Reading is the best way for the would-be writer to familiarize herself with words put on paper, rather than heard on television or seen in graffiti. Quiller-Couch recommends reading the classics — Homer, Virgil, et al. in the original Greek or Latin, but this may be a tad much for the novice writer whose reading background has been limited to the menu at McDonald’s.

Our mentor stresses the value of reading in absorbing the role of vowel sounds. If the consonants are the percussion section of our verbal orchestra, the vowels are the violins. This doesn’t mean that the composer may use them with abandon (loose vowels), but that they serve as the major affective instrument in the concerto for pen and paper.

So if our Homer is more of a pop fly, what kind of reading provides the best tonic for the writer’s vocabulary? The tabloid newspaper that suffices for too many readers is fashioned for mouth-breathers, folk who view words of more than one syllable as a threat to comprehension. At the other extreme are today’s “critically acclaimed” novels that employ words that have a difficult relationship with their meaning, or are so arcane that even the author seems unsure of their connotation.

The classics are safer for reading. Their durability is testimony to the authors’ concentrating on the story to be told, without readers having to commute to the nearest Webster.

The public library: that is the place to find reading that fructifies vocabulary. Walk straight past the table of latest bestsellers to the stacks that bear the classics. When you check out a work by William Makepeace Thackeray or Anton Chekhov, the librarian will look at you with new respect.

For maximum benefit this reading should be done in bed. The brain seems to benefit from having the feet somewhat elevated. The prone position, too, facilitates distribution of such blood as is flowing to the cortex, though falling asleep over your book may invoke suffocation.

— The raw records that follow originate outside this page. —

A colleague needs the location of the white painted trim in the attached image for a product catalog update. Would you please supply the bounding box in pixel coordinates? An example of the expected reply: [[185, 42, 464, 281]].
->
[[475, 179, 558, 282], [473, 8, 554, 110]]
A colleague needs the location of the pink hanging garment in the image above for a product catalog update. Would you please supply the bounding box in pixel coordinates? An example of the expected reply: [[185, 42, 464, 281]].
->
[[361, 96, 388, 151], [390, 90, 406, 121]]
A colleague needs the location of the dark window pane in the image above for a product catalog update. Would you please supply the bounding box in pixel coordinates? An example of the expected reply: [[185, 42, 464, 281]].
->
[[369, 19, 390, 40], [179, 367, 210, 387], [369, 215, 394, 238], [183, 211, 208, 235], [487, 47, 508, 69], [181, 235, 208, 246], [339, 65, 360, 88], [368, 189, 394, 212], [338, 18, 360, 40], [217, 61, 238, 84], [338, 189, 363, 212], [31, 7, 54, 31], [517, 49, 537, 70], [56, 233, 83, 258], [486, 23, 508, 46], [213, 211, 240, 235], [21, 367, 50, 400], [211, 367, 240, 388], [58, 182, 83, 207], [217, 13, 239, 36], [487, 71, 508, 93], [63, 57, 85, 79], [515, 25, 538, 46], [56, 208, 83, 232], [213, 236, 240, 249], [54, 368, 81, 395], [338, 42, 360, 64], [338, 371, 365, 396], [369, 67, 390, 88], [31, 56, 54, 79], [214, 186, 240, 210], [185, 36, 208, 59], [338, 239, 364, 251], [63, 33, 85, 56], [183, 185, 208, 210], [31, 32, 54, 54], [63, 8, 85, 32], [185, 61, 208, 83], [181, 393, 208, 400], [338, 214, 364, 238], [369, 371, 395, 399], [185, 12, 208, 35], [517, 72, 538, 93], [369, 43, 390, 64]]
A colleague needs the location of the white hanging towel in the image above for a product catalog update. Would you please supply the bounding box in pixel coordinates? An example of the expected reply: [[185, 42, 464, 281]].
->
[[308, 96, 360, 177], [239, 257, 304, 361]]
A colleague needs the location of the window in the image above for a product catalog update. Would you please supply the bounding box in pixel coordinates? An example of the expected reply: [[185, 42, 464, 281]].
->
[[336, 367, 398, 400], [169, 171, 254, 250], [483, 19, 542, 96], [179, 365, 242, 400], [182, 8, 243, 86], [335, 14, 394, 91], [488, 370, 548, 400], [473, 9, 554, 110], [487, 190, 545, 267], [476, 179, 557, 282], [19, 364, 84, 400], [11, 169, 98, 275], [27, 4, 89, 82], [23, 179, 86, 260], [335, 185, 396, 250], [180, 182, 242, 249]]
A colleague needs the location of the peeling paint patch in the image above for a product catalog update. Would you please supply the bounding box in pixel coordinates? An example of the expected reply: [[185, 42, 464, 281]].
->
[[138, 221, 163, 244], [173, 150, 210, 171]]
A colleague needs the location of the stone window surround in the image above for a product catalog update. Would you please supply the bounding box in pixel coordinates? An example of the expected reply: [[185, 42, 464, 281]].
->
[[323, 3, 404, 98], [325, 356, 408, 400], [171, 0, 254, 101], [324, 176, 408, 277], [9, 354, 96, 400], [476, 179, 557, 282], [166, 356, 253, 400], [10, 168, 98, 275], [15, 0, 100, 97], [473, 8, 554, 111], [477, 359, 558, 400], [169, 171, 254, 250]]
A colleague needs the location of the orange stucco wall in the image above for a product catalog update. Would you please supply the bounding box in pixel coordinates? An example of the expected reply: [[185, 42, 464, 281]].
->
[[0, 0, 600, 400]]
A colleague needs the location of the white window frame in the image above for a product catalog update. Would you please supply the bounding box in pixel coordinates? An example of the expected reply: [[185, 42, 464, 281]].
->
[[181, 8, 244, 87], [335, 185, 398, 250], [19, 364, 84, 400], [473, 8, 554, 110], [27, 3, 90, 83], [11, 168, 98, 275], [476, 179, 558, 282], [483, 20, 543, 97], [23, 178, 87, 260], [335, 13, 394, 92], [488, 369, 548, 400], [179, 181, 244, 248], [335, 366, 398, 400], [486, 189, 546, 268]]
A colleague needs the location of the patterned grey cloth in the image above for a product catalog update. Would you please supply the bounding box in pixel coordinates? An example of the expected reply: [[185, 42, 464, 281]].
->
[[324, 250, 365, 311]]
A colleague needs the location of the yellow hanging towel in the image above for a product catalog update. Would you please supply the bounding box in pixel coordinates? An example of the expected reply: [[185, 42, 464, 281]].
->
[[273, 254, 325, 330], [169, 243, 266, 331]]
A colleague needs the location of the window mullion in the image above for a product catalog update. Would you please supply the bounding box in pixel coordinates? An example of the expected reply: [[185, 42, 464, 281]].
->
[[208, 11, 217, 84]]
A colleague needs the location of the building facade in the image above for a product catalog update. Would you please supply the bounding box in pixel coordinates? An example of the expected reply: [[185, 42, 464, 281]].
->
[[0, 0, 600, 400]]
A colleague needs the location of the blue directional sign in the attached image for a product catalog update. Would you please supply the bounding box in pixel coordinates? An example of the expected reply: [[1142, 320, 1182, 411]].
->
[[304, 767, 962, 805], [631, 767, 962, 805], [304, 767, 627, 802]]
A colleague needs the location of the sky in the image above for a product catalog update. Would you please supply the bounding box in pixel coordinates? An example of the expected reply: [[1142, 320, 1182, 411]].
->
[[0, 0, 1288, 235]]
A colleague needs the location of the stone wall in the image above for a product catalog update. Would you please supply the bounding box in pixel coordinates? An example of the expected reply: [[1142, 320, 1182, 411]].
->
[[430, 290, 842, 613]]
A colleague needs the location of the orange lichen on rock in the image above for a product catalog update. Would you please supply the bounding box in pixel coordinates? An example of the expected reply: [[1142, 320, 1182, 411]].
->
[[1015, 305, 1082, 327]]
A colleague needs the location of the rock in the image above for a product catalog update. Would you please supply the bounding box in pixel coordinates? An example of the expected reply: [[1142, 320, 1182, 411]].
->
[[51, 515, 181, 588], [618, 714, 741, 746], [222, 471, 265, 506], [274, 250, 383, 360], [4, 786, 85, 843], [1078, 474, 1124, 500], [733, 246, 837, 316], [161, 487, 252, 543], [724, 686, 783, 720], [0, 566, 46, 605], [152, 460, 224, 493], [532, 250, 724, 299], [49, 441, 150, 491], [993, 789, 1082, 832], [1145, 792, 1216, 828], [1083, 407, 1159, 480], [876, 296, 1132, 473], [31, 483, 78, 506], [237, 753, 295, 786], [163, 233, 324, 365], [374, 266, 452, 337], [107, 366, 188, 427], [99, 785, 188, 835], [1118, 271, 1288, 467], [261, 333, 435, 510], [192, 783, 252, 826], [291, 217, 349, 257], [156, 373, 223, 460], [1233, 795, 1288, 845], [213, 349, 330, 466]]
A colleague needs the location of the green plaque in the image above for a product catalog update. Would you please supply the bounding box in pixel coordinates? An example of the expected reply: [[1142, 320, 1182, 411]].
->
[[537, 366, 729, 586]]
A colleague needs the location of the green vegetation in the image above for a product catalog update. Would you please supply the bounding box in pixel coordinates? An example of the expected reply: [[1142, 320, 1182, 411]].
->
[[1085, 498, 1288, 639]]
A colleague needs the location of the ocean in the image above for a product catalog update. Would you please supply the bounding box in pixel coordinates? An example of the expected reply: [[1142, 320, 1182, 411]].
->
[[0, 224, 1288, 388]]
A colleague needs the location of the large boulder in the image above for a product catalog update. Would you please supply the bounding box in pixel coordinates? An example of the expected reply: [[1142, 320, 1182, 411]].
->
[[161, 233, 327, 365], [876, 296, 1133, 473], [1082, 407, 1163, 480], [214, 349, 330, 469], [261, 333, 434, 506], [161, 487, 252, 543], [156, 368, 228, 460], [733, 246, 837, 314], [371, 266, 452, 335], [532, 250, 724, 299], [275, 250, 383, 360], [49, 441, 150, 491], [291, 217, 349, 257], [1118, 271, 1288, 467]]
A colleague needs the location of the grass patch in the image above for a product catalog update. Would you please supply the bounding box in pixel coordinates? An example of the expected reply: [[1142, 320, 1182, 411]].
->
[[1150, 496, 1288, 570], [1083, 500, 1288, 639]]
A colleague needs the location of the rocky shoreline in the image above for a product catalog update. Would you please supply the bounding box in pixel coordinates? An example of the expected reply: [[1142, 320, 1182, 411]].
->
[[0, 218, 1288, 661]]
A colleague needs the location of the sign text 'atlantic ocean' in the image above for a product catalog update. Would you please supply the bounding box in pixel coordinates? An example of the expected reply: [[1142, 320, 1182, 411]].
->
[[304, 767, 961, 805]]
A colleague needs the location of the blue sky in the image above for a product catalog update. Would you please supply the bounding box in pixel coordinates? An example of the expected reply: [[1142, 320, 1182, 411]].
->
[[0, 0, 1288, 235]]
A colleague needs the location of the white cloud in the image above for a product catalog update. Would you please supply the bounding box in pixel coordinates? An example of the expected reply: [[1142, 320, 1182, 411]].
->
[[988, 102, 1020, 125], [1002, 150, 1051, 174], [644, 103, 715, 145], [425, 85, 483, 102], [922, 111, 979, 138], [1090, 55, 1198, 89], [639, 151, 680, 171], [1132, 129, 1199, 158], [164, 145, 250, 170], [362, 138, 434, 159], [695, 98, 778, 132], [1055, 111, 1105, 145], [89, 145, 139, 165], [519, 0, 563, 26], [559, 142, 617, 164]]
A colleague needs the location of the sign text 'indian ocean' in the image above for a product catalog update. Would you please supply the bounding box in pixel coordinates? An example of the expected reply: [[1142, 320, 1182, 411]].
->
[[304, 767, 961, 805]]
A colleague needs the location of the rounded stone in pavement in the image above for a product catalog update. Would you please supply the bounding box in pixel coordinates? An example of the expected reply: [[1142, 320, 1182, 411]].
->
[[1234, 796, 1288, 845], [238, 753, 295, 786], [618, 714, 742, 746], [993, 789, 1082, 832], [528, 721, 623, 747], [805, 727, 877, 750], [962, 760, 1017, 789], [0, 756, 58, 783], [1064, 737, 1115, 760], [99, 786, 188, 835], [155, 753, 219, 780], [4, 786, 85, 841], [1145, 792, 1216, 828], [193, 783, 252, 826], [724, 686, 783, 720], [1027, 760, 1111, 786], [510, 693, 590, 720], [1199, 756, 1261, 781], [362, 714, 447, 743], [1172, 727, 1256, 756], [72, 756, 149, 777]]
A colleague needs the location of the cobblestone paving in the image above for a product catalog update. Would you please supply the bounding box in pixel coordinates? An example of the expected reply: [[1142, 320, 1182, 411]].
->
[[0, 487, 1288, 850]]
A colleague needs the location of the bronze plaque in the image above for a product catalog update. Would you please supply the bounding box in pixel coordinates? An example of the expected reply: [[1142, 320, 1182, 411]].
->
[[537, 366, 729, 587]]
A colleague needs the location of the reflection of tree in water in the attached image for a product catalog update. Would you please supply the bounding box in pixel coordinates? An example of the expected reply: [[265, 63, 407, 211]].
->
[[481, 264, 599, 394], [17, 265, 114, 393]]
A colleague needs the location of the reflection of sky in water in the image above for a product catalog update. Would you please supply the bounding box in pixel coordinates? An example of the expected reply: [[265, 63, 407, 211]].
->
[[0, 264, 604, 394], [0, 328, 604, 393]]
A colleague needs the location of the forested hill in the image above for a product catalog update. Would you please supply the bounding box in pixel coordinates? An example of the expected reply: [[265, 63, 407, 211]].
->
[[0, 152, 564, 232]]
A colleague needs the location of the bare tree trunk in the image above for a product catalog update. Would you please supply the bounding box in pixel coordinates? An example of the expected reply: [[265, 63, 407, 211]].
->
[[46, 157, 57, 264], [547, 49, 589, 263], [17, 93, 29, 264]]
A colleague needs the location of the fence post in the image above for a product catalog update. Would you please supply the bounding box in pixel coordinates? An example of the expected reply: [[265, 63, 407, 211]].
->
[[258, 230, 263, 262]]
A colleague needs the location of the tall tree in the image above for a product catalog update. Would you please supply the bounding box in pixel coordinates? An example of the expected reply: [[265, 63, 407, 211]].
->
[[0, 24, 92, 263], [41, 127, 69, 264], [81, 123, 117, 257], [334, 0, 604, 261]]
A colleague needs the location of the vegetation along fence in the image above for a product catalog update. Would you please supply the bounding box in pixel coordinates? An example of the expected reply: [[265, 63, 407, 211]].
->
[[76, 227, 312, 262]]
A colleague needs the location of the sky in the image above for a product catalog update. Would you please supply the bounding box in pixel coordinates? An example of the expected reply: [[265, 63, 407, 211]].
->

What is not verbally salubrious is reading on the computer. Google is no substitute for good books. On the Internet all paths lead to naughty pictures, regardless of whether the reader set out to check a ferry or train schedule. If he or she is impoverished for human company, the Internet readily seduces the reader into an exchange of e-correspondence with another loner in Tibet — and into the delusion that this matches the quality of the letters of Bernard Shaw and Ellen Terry.

No, the computer, as an editor, has no talent beyond bugging you about your spelling. Picky, picky, picky, and not a good word to say about your punctuation.